Vice President, Clinical Pharmacology, ICON

Ewoud-Jan van Hoogdalem, PharmD PhD, is Vice President Clinical Pharmacology in ICON. His team advises on strategic early clinical drug development and clinical pharmacology program design in all therapeutic areas including orphan drug indications, executed by the ICON clinics in the EU or USA, or in clinics elsewhere. He has over 30 years of drug development experience with small biotech and large pharma companies including JNJ and Yamanouchi (now Astellas). He is a board-certified clinical pharmacologist and licensed pharmacist with a PhD in pharmacology from Leiden University. He is member of various professional organizations, co-organizer of various scientific conferences, and is first author/co-author in over 35 publications in peer-reviewed journals or book chapters.

Guy Webber, BSc (Hons), MSc

Senior Director, Preclinical/Nonclinical Consulting (NC)

In his role as Senior Director, Guy is responsible for providing strategic and technical advice on all aspects of pharmacokinetics and ADMET. He is an experienced DMPK scientist and consultant who has worked in drug metabolism for over 25 years. Guy’s focus is in understanding the biotransformation and drug-drug interaction (DDI) potential of new molecular entities and applying this knowledge to discovery and development programmes, advising on lead selection, applying metabolism-driven de-risking strategies and IND-enabling requirements. He holds a BSc in Chemistry and an MSc in Medicinal Chemistry and Drug Metabolism both from Loughborough University in the UK. Prior to joining ICON, Guy spent time at GSK conducting metabolism and in vitro ADMET screening studies, before taking several senior DMPK leadership roles within various contract research organisations including holding the role of Chief Scientist for In Vitro and DDI Sciences at Quotient for over 10 years. He has contributed to several successful New Drug Applications (NDAs) to date, providing the crucial DMPK (ADME, MIST) and DDI data sets required for regulatory review and approval. Guy has regularly attended the major worldwide metabolism and toxicology focussed conferences (ISSX, SOT, DMDG) giving presentations and presenting new work on many different aspects of DMPK. He has also given numerous webinars and published white papers on DDI, DILI and MIST assessment. 
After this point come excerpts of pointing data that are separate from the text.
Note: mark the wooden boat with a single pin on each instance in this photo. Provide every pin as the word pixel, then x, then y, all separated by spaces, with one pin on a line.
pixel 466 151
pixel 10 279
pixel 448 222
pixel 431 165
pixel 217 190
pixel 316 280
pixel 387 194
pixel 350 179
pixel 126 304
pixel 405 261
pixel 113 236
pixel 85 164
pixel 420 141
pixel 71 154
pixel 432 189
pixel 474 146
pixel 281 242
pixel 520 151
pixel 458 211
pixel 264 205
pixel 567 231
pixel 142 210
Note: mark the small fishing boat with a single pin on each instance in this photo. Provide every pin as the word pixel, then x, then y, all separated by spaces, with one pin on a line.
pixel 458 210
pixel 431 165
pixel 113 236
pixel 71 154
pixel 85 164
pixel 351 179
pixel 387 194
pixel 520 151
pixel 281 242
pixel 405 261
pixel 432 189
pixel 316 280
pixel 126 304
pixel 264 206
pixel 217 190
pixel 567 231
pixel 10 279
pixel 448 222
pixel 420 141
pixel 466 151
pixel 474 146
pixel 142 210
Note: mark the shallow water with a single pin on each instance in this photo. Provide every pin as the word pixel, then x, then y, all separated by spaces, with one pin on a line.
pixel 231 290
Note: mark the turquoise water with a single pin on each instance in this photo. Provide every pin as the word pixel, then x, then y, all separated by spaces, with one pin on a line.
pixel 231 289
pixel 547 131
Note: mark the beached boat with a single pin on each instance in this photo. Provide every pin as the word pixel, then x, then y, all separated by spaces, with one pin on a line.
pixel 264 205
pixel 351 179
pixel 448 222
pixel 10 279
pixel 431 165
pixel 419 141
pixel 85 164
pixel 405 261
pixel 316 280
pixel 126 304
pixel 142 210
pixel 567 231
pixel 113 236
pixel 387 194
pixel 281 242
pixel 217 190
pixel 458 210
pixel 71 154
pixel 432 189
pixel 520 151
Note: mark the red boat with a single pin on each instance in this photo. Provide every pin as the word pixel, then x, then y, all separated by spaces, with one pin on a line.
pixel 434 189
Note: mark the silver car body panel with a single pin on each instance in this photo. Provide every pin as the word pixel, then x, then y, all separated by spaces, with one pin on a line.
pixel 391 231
Fiona Diamond, BSc, MSc, DABT, ERT, MRSB

Senior Director, Head of Preclinical/Nonclinical Consulting, Drug Development Services

Fiona currently heads up the Nonclinical Drug Development team at ICON, where she provides expert advice on the safety evaluation of pharmaceuticals and biopharmaceuticals.
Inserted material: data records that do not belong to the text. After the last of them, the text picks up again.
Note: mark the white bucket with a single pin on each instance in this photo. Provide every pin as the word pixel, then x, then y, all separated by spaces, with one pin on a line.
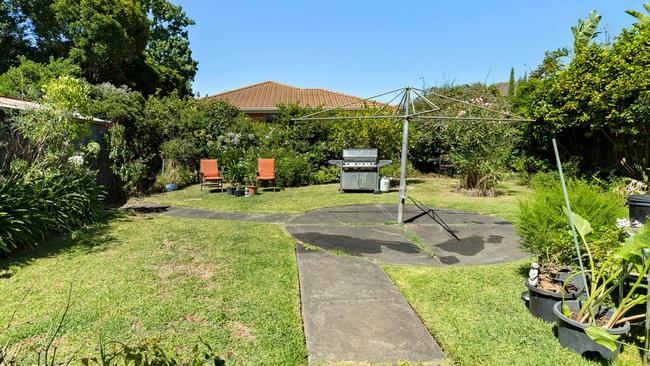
pixel 384 184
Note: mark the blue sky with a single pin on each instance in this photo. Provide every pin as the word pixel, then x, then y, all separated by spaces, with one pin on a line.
pixel 366 47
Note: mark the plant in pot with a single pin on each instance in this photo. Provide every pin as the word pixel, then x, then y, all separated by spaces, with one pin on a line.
pixel 542 227
pixel 638 200
pixel 171 177
pixel 238 176
pixel 251 183
pixel 591 325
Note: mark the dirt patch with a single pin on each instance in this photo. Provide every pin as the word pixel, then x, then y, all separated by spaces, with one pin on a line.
pixel 204 271
pixel 241 331
pixel 136 324
pixel 548 280
pixel 196 319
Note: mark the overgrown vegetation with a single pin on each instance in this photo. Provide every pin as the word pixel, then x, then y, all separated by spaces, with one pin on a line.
pixel 542 223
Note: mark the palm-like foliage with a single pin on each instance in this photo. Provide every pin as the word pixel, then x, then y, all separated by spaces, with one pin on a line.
pixel 585 31
pixel 642 18
pixel 54 202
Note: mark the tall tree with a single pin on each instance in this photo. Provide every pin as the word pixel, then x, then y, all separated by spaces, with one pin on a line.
pixel 142 44
pixel 169 43
pixel 511 83
pixel 642 18
pixel 13 35
pixel 585 31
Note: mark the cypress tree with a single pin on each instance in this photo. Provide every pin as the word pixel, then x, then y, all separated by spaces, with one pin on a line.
pixel 511 83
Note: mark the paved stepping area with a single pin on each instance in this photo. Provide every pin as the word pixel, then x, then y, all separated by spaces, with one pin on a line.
pixel 352 312
pixel 366 231
pixel 273 218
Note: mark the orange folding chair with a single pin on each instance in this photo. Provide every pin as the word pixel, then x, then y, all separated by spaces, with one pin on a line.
pixel 266 172
pixel 210 175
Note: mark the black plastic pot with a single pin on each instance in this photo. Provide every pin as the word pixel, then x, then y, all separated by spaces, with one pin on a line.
pixel 541 302
pixel 639 206
pixel 572 334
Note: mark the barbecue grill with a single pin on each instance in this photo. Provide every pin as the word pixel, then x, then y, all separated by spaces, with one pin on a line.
pixel 360 170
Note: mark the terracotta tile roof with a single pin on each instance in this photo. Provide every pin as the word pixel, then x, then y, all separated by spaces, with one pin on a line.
pixel 265 96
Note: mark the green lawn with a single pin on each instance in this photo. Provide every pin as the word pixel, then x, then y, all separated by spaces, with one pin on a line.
pixel 436 192
pixel 477 316
pixel 232 284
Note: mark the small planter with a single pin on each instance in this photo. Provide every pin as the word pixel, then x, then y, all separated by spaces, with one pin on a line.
pixel 572 333
pixel 171 187
pixel 639 207
pixel 541 302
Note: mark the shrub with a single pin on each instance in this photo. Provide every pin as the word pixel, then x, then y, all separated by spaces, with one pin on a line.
pixel 543 226
pixel 326 174
pixel 72 199
pixel 22 223
pixel 479 151
pixel 180 151
pixel 292 170
pixel 174 173
pixel 55 201
pixel 393 170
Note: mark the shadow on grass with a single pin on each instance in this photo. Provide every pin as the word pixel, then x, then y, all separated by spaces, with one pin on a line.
pixel 90 239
Fiona has over 30 years of experience in drug development. Before taking up her role as a toxicology consultant within Fulcrum Pharma in 2006, Fiona spent 16 years in various Contract Research Organizations (CROs), gaining in depth practical knowledge of preclinical drug development. After initially gaining hands-on experience in radiolabelled ADME studies, she moved into the field of Toxicology, becoming a Study Director in 1996.  Since 2006, Fiona has gained extensive experience as a Study Monitor, and has conducted many technical audits of suppliers worldwide. She has directed a variety of projects, in a broad range of indications, and has compiled the nonclinical sections of many successful regulatory submissions, from First Time in Human through to Marketing Authorisation. Fiona has also interacted with the FDA, EMA and various member countries through written responses and meeting attendance.

Fiona holds a BSc in Life Sciences from Napier University, Edinburgh, an MSc (with distinction) in Applied Toxicology from the University of Surrey and is a Board certified toxicologist in the US (Diplomate of the American Board of Toxicology (DABT)) and Europe (European Registered Toxicologist (ERT)). She is also a Member of the Royal Society of Biology (MRSB).